But I actually saw those five inches I lost creep back on board.
Damn stow-aways.
I really got bummed out. I think I'm fighting depression yet again, considering my sleeping schedule. I hate sleeping so late, I never feel like I get anything done.
The kids both have summer school so here I go again, flipping back on a day schedule.
I've also been debating on how to include more activity. Truth is, the thought of going to the gym and riding the bike doesn't exactly trip my trigger. I figure I can find something that I can do that's fun instead, so I don't dread it and inevitably avoid it.

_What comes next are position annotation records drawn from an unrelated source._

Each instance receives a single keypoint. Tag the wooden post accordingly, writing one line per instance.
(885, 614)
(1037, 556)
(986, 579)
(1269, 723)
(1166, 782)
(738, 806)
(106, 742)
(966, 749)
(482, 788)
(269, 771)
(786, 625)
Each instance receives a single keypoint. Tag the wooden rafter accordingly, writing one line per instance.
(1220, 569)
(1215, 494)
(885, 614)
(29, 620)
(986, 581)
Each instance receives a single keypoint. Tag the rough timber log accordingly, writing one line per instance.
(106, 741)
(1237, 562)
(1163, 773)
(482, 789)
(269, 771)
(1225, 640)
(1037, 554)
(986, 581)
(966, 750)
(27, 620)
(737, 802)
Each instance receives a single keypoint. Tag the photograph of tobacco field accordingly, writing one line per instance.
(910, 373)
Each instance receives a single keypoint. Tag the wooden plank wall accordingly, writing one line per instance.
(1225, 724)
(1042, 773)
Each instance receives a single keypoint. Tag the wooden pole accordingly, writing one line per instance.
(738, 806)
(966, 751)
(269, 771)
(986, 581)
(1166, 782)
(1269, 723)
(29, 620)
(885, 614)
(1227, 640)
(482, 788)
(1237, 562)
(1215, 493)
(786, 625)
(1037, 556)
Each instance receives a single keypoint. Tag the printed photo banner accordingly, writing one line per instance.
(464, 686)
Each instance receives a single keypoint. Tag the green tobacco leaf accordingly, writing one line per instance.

I'll figure it out. I'm also going to go to a doctor as soon as we get the cards so I can deal with this depression/social anxiety stuff.
Got too much to do to hide in a corner and lick my wounds.
I've come too far to turn back now.
4 comments:
I've been there all too often. Chin up, Ginger. Press on because you're worth it!
You have come a long way!! I'm very proud of you and have full faith that you will not hide in a corner, but come out fighting with the bell :) I love you, Jeff
http://pointclickjeff.blogspot.com/
You have come too far to give in, now...glad you are going to the doctor. I hope you feel better and get back on track, soon...JAE
Ok Gin ... WWSPD? ;)
We know what demons he fought. Fight on friend!